I found comfort in our common interests. We attended AA meetings together, ate according to Dr. Atkins, and searched for meaning in the writings of American buddhists Alan Watts and Ram Dass. Over the years, his Kool-Aid obsession with the est Training led him to attend more exclusive retreats, outdoor survival excursions and seminars that would have led to his becoming an est Trainer himself. He relentlessly pursued fellow AAers, the doormen, his girlfriends, passers-by, my sisters and me to hop on the est bandwagon.
Joe loved and admired his athletic, yoga-practicing, Gucci-loafered, new-age grandfather. After my two failed marriages, I thought my father would make a good role model so we moved to Chicago. Before long, I capitulated and went to the est Training. The Trainer coerced me into confronting all the bad decisions I’d made in my life, which tore my soul to shreds and kept it tattered for years afterwards. I helplessly allowed my father to enroll Joe in the Training at age 14, and silently cheered when Joe walked out the first hour of the 60-hour course.

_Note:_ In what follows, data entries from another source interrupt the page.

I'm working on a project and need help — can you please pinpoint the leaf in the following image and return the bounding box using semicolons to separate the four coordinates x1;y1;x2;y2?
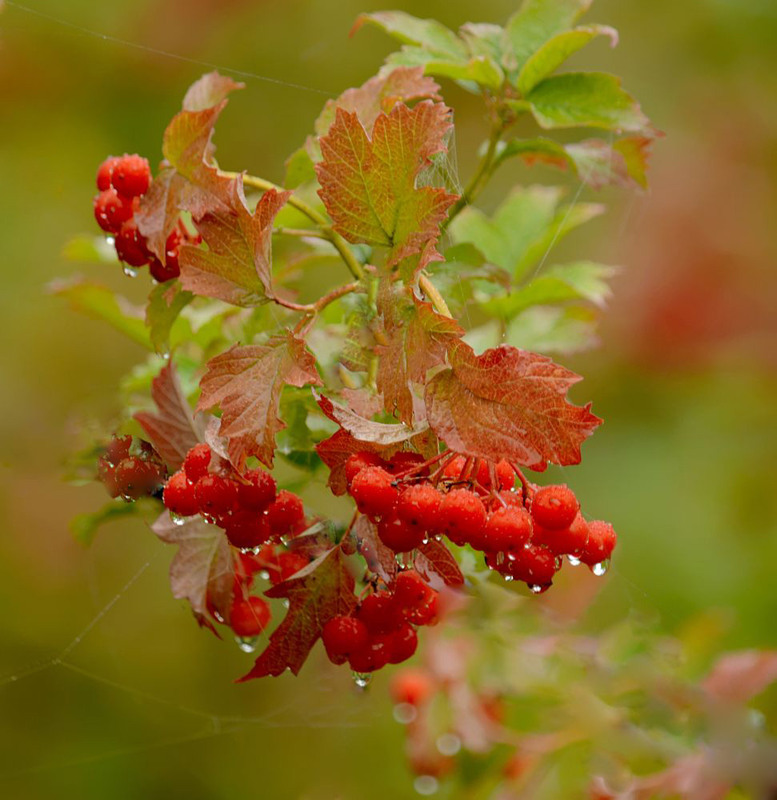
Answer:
198;331;321;469
134;363;207;472
180;177;291;307
414;539;464;589
47;278;154;350
151;512;235;633
426;342;601;467
516;25;618;95
316;101;456;266
238;547;356;683
526;72;652;133
146;281;194;353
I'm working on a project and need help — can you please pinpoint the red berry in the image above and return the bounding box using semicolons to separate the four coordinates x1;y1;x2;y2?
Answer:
351;467;399;518
580;519;618;567
111;154;151;197
321;617;369;664
162;471;200;517
531;486;580;528
183;444;211;483
92;189;134;233
229;597;272;636
438;489;487;545
237;469;277;511
378;514;424;553
266;489;305;536
97;156;119;192
397;483;442;531
481;506;532;553
194;474;237;517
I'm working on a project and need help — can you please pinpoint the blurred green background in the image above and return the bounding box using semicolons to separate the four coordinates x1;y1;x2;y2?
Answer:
0;0;777;800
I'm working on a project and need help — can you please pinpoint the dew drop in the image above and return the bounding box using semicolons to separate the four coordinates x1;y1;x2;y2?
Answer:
393;703;418;725
352;672;372;689
413;775;440;797
235;636;259;653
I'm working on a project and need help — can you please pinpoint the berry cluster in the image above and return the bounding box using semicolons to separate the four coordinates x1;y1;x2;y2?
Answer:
93;154;199;283
321;569;439;674
163;444;306;550
97;436;166;502
346;452;616;592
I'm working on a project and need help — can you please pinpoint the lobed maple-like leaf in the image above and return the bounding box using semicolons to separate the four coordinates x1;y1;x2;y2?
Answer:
198;331;321;469
135;363;207;471
151;512;234;635
239;547;356;682
180;177;291;307
316;101;456;266
426;342;601;467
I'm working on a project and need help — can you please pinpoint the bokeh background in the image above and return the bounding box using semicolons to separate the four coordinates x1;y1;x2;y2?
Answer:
0;0;777;800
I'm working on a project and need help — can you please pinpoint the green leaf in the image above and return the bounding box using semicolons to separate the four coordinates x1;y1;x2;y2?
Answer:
48;278;154;350
516;25;618;94
526;72;652;133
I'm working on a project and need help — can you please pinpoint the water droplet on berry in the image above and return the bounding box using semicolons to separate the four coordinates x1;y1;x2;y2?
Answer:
353;672;372;689
413;775;440;796
393;703;418;725
235;636;259;653
437;733;461;756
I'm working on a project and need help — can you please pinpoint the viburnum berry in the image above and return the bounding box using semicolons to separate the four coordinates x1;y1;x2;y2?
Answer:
397;483;442;530
229;597;272;637
162;471;200;517
437;489;487;545
110;154;151;197
237;469;277;511
266;489;305;536
351;467;399;518
378;513;425;553
321;616;369;664
183;444;211;483
194;474;237;517
531;486;580;528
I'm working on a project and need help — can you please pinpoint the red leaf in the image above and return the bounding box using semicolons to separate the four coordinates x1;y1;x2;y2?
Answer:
426;342;601;467
415;539;464;589
198;331;321;469
135;363;207;471
239;547;356;682
316;101;456;266
151;512;235;632
180;177;291;307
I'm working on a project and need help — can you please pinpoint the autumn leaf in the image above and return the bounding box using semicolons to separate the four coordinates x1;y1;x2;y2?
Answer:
198;331;321;469
135;363;207;471
426;342;601;467
316;101;456;266
151;512;234;633
180;177;291;307
239;547;356;682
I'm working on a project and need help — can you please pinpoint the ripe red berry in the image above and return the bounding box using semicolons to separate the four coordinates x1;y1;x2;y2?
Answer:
183;444;211;483
266;489;305;536
351;467;399;518
397;483;442;531
378;513;424;553
580;519;618;567
237;469;277;511
229;597;272;636
111;154;151;197
437;489;487;545
531;486;580;528
194;474;237;517
321;616;369;664
162;471;200;517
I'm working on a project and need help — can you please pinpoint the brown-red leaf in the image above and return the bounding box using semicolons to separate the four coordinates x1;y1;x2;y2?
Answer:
240;547;356;682
426;342;601;467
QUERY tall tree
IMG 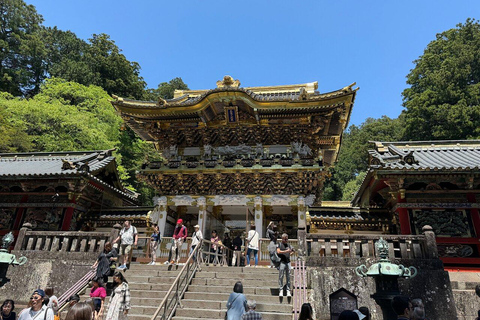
[324,115,404,200]
[0,0,45,96]
[145,77,188,101]
[403,19,480,140]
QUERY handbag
[224,295,239,320]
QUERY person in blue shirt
[148,225,162,266]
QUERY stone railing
[306,227,438,259]
[14,224,119,254]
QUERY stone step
[174,308,292,320]
[195,270,278,280]
[182,296,292,313]
[192,278,278,289]
[188,284,278,296]
[184,289,293,305]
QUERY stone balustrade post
[108,223,122,243]
[422,225,438,259]
[14,222,32,251]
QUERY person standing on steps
[106,271,130,320]
[148,225,161,266]
[189,224,203,260]
[246,225,260,268]
[277,233,294,297]
[232,234,243,267]
[168,219,187,264]
[225,281,247,320]
[267,221,278,268]
[242,300,263,320]
[113,220,138,270]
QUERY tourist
[338,310,360,320]
[45,287,60,320]
[168,219,187,265]
[67,294,80,308]
[113,220,138,270]
[189,224,203,260]
[90,278,107,319]
[222,233,232,266]
[392,296,413,320]
[277,233,294,297]
[242,300,263,320]
[65,302,95,320]
[358,307,370,320]
[18,289,55,320]
[232,234,243,267]
[412,298,425,320]
[0,299,17,320]
[92,242,118,283]
[298,303,314,320]
[267,221,278,268]
[148,225,161,266]
[106,271,130,320]
[246,225,260,268]
[210,230,220,264]
[226,281,247,320]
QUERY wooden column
[396,191,412,234]
[467,193,480,238]
[61,199,76,231]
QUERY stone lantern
[355,238,417,320]
[0,231,27,285]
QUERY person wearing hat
[113,220,138,270]
[168,219,187,264]
[18,289,54,320]
[190,224,203,259]
[148,225,161,266]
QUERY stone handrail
[15,230,111,253]
[306,231,438,259]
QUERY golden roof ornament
[217,76,240,88]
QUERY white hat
[353,309,366,320]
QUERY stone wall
[0,251,98,309]
[307,257,456,320]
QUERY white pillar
[197,197,207,237]
[254,196,265,238]
[297,196,307,230]
[155,196,168,237]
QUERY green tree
[403,19,480,140]
[323,115,404,200]
[0,0,45,96]
[145,77,188,101]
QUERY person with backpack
[168,219,187,265]
[113,220,138,270]
[189,224,203,260]
[18,289,55,320]
[246,225,260,268]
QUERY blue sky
[26,0,480,124]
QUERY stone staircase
[448,272,480,320]
[79,263,182,320]
[173,266,293,320]
[77,264,293,320]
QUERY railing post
[422,225,438,259]
[14,222,32,251]
[108,223,122,243]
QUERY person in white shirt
[189,224,203,259]
[113,220,138,270]
[246,225,260,268]
[18,289,54,320]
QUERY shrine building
[352,140,480,268]
[0,150,138,235]
[112,76,357,238]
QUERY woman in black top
[92,242,118,283]
[1,299,17,320]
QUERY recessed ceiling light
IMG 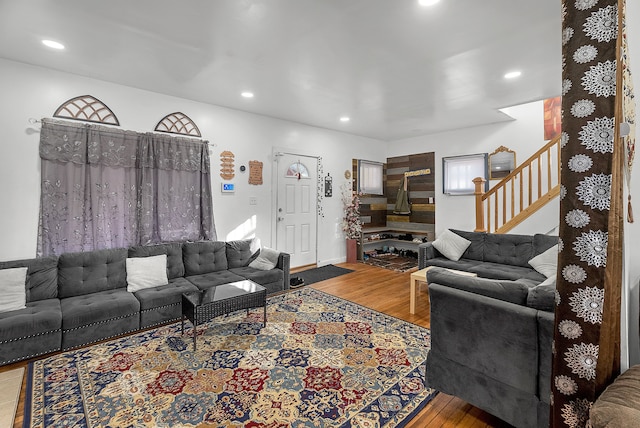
[42,40,64,50]
[418,0,440,6]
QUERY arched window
[155,111,201,137]
[53,95,120,126]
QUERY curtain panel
[38,119,216,256]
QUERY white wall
[0,59,386,265]
[389,101,559,236]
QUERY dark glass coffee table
[182,279,267,351]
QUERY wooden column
[473,177,487,232]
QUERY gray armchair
[426,268,554,428]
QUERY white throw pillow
[127,254,169,293]
[249,247,280,270]
[431,229,471,261]
[529,244,558,278]
[0,267,27,312]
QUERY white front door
[276,153,318,267]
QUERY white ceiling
[0,0,561,141]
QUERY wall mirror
[489,146,516,180]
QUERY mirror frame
[489,146,516,180]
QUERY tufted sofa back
[451,229,558,267]
[0,256,58,302]
[58,248,127,299]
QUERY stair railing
[473,136,560,233]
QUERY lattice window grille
[155,112,202,137]
[53,95,120,126]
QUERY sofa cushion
[182,241,229,276]
[0,299,62,346]
[0,256,58,302]
[484,233,533,267]
[226,239,259,269]
[127,254,169,293]
[424,257,482,272]
[60,289,140,337]
[0,267,28,312]
[129,242,184,279]
[427,268,529,305]
[231,266,284,285]
[431,229,471,261]
[249,247,280,270]
[186,270,246,290]
[533,233,558,256]
[527,275,556,311]
[451,229,487,261]
[529,244,558,278]
[133,278,198,311]
[469,262,546,284]
[58,248,127,299]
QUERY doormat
[292,265,353,285]
[363,253,418,272]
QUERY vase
[347,238,358,263]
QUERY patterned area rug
[24,288,436,428]
[363,254,418,272]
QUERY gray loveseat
[419,231,558,427]
[0,240,289,365]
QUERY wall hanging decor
[154,111,201,137]
[249,161,262,186]
[53,95,120,126]
[542,97,562,141]
[489,146,516,180]
[220,150,235,180]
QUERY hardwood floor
[0,263,509,428]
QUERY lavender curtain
[38,119,216,256]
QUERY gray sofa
[0,240,289,365]
[419,230,558,427]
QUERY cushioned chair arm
[276,253,291,290]
[418,242,436,269]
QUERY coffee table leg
[193,322,198,352]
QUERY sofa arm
[418,242,436,269]
[276,253,291,290]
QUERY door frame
[271,146,322,266]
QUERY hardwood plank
[0,263,509,428]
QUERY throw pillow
[0,267,28,312]
[249,247,280,270]
[431,229,471,261]
[127,254,169,293]
[529,244,558,278]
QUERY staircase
[473,136,560,233]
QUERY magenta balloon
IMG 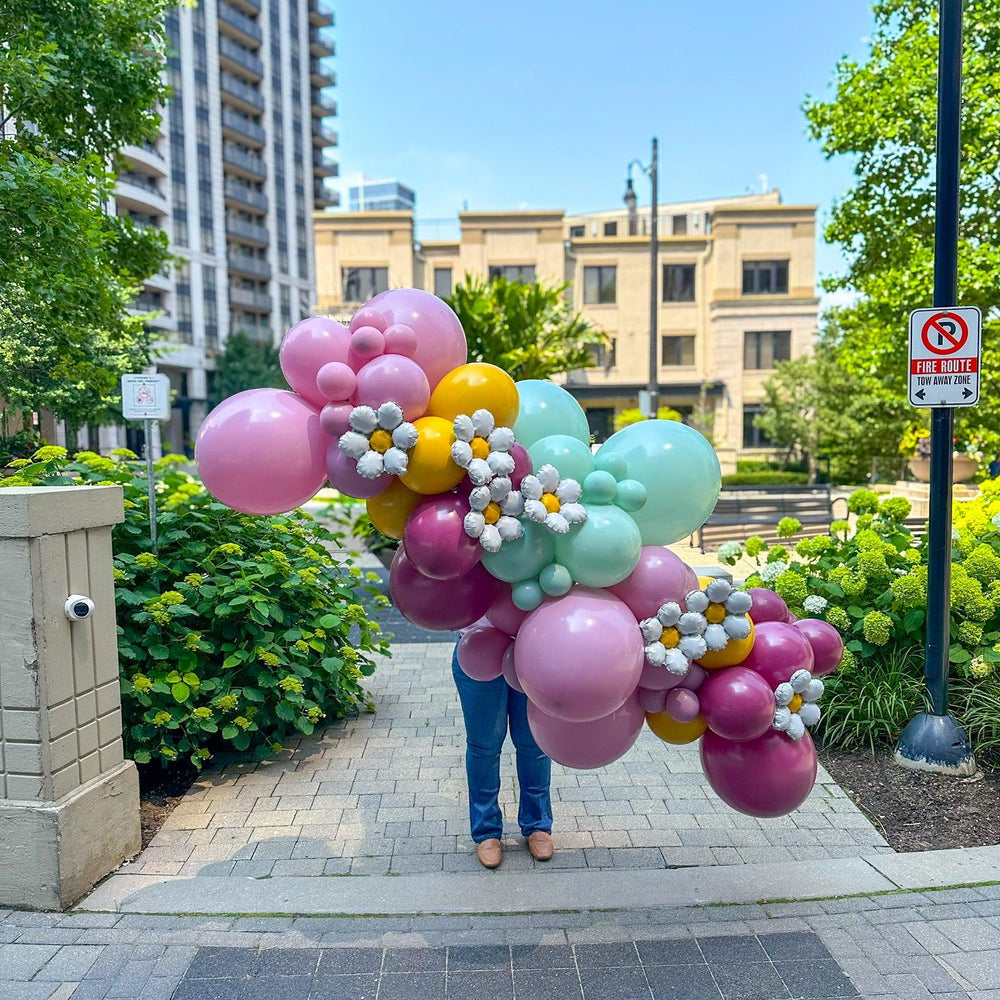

With est’s emphasis on the Self, my father drifted far away from his Jesuit-educated God-centered roots. His spiritual life ballooned into a reliance on his interpretation of the “god within” — that we are all our own gods and are capable of directing our own lives with no outside help. He preached at AA meetings to accept ourselves as we are in the present with no thought of what we’ve done in the past or what we will become in the future. People in AA tell me to this day his greatest influence on them was his constant reminder that no human power could relieve their alcoholism, that dependence on a higher power was essential to recovery. I never knew anyone to challenge him on his illogical, conflicting philosophies.
In October,1979, Pope John Paul II waved to my father as he flew by his 57th floor living room window in an open-door helicopter, his white robes flapping. The Pope landed in Grant Park to perform an outdoor Mass for 200,000 congregants. We watched the ritual on television and my father claimed that day as his reawakening to Catholicism. He didn’t return to Sunday Mass until the est organization dissolved in 1984. About that time I started noticing a slow disintegration in his character. His live-in girlfriends changed more frequently; he concocted fraudulent business deals, pitted my sisters and I against each other, sold his business and exaggerated his wealth.
In the end, he acted like he was his own god, unencumbered by moral obligations or the consequences of his actions. Perhaps he was like that all along.